Description: Sandstone
blocks, too high to measure, in the North Tower of the West Gate,
inscribed, while in their present positions, on the North wall: P.1, P.2,
P.3, P.4, P.5,
P.6,
P.7.
Text: Graffito on the raised central area of two adjacent blocks
to the right of P.2; i to the left of ii
Letters: No description. ΣΤΚ monogram for συγκοίτοι.

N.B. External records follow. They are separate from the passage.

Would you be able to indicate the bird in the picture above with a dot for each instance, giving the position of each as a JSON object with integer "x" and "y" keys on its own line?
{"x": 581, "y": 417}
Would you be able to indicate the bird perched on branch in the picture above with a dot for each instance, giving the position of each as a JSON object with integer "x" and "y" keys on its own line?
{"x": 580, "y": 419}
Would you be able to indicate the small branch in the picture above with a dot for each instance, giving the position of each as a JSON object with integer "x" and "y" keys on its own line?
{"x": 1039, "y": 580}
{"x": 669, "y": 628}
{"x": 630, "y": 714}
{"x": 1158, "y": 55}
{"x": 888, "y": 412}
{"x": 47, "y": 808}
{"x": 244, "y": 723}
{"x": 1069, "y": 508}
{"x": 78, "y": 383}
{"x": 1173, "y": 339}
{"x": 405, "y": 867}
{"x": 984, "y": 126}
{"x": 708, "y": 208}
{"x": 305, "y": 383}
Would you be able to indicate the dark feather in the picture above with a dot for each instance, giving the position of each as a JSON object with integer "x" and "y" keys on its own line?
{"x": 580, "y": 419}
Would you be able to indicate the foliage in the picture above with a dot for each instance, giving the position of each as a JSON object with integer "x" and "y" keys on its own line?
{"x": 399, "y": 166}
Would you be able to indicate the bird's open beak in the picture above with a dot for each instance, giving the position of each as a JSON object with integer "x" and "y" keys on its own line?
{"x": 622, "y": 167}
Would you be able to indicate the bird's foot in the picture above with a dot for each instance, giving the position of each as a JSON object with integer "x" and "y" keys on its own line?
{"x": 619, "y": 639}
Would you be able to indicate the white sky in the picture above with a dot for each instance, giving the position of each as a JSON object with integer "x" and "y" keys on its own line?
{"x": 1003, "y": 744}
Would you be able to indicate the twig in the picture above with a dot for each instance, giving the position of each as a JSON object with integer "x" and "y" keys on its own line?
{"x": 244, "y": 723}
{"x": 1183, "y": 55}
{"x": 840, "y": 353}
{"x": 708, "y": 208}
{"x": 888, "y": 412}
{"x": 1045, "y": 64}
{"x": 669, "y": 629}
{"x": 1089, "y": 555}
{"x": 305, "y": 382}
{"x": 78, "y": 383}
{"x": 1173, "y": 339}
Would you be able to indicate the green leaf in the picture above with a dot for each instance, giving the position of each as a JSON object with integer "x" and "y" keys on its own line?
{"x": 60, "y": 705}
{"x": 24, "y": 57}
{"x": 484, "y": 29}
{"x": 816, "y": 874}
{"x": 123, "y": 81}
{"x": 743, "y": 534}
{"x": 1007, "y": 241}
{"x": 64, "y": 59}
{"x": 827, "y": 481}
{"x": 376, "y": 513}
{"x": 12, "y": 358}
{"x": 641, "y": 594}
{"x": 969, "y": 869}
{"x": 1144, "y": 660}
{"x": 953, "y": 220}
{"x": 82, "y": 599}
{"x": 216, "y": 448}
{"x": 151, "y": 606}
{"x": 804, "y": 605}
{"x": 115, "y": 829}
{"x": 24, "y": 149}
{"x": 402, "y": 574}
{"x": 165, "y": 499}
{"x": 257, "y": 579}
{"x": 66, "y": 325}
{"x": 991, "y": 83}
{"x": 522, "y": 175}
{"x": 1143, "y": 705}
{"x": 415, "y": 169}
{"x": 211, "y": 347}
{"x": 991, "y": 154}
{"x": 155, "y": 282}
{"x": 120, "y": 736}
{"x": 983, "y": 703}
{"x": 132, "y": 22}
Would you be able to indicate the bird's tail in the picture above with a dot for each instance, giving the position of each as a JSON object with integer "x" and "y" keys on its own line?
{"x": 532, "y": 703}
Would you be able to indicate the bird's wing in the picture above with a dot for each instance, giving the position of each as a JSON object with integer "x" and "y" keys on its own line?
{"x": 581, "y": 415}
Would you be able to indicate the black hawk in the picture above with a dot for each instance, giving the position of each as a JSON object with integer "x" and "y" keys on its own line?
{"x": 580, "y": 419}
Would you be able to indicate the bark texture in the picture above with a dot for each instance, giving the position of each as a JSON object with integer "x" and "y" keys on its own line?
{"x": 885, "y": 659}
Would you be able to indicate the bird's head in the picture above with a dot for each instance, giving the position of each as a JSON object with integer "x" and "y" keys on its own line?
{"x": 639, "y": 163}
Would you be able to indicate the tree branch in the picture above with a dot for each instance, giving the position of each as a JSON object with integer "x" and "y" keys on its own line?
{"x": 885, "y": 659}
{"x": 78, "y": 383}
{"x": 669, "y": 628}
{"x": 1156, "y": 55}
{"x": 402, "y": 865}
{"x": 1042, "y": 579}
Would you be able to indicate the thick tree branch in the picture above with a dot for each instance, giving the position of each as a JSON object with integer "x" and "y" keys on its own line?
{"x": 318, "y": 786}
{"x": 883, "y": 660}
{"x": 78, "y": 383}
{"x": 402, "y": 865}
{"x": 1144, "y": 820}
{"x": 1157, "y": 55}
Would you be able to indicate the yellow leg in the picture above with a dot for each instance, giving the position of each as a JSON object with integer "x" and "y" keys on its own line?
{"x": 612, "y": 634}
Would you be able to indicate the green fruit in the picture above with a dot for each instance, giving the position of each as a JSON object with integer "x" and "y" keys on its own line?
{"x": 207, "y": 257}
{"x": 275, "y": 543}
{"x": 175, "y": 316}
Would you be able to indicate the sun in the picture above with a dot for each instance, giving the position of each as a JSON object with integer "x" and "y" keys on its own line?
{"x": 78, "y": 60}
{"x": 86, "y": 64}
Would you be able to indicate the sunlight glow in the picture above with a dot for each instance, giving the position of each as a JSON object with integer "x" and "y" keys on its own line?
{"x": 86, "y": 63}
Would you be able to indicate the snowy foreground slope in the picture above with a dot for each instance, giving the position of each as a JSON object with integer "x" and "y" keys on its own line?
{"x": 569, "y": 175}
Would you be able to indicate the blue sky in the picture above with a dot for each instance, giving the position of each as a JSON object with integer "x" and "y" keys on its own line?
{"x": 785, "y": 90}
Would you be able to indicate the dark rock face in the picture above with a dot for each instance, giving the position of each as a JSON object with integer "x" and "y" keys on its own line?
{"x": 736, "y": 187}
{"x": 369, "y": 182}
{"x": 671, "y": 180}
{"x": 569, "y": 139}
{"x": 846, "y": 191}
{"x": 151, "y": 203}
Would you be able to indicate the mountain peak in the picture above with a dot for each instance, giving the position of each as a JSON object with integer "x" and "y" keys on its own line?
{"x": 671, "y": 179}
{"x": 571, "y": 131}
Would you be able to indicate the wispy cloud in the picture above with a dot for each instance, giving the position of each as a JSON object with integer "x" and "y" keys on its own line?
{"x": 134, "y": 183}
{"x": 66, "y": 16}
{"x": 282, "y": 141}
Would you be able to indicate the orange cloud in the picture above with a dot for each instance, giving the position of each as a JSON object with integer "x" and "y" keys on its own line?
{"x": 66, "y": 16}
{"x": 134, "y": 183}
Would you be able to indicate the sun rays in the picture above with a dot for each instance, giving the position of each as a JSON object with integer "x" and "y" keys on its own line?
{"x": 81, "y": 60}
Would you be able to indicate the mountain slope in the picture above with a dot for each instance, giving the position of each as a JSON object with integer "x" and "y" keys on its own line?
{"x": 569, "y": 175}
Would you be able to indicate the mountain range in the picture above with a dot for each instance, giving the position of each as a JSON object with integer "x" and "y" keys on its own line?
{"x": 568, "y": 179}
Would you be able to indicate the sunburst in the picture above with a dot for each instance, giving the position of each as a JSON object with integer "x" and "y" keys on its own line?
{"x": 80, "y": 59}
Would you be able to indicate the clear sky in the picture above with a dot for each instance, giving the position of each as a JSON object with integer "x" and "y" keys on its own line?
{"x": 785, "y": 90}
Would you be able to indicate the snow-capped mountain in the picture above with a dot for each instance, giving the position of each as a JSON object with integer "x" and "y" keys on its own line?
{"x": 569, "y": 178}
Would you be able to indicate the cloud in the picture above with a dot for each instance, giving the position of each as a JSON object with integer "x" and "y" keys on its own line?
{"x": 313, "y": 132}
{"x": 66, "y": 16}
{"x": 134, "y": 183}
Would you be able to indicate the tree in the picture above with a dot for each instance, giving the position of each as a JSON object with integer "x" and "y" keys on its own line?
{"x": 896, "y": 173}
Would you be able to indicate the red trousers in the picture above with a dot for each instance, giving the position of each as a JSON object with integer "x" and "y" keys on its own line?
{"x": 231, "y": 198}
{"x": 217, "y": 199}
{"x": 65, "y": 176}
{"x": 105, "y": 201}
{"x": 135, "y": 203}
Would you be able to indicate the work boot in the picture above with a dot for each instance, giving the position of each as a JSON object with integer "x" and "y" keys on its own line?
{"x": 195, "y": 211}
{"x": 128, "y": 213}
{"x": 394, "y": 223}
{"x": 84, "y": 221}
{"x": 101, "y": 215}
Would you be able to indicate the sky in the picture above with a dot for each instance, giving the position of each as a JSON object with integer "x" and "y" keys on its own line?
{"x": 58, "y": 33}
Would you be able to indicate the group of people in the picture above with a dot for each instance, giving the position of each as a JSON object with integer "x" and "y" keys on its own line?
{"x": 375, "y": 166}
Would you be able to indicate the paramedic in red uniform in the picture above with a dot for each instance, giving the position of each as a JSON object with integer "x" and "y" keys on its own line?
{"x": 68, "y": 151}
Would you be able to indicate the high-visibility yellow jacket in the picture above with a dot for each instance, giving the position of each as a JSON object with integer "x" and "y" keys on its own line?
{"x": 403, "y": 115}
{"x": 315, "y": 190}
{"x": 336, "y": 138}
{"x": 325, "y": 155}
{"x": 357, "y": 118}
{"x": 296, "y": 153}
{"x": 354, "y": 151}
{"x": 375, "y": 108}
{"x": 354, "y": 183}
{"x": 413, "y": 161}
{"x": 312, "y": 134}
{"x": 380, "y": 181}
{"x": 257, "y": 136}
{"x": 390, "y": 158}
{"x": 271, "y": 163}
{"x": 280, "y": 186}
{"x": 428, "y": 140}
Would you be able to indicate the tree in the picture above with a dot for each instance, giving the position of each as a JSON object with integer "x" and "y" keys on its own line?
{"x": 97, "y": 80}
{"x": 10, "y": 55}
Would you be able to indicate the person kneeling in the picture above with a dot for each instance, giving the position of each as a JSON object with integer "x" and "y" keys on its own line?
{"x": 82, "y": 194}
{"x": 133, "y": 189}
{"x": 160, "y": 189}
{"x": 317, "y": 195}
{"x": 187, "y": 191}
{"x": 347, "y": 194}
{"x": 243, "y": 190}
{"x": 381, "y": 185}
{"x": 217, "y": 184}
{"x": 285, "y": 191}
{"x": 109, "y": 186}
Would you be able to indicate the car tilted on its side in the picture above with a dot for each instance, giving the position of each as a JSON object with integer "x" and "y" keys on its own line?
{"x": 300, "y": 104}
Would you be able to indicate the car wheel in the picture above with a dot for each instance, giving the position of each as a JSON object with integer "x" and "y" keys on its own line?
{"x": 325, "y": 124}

Date: First century BCE to first century CE
Findspot:
Ptolemais:
West Gate, North tower, north wall.
Original location: Findspot.
Last recorded location:
Findspot.
Apparatus
i.1: Omitted by OliverioItalian translation
Translation source: Oliverio, DAI, 1933-1936
Comano
English translation
Translation by: Editors
(i): . . . ] bed-fellow/s, Komanos. (ii): Bed-fellow/s
Arabic translation
Translation by: Muna Abdelhamed
(i) : . . . ] شريك/ شركاء الفراش ، كومانوس. (ii): شريك/ شركاء الفراش.
Commentary
For this group of texts see commentary on P.1
i: For the name cf. P.13. Oliverio identified this person with the minister of Ptolemy Neoterus (Polyb. XXVIII. 19.2, 20.1) but this seems most improbable - the text is clearly informal and the letter-forms, though perhaps early in the sequence, very uncertainly dated.
i and ii: This monogram was ignored by previous editors, although Franz suggested, on P.9 (CIG 5203), that it might be Christian (from its alleged similarity to a Coptic cross) which is certainly wrong. It is usually found linking a pair of names; in this case, therefore, the partner may therefore have been intended for line 2 of ii. It should be resolved as the term σύγκοιτος/οι; see also P.3, P.9, P.12, P.38, P.39, P.43, P.127, P.133, and perhaps P.400, all ephebic texts. It is not always clear whether it should be resolved in the singular - so x the bedfellow of y - or in the plural: the plural usually makes better sense. The word is more frequently found in the context of heterosexual relationships; it appears to have a distinct sense from the word φίλος, which is also found linking pairs of ephebes - see P.12, where the two terms are both used. The use of a monogram certainly indicates a standardised relationship, and probably something more intimate than the military term contubernalis.
Bibliography: i only: Pacho, 1827pl. LXXIV whence CIG, Vol.III, 5205b; Oliverio, DAI, 1932-1933, 5, p.69, and Oliverio, DAI, 1933-1936, 503 (27),whence SEG 9.384, PHI 324233.
Text constituted from: Transcription (Reynolds).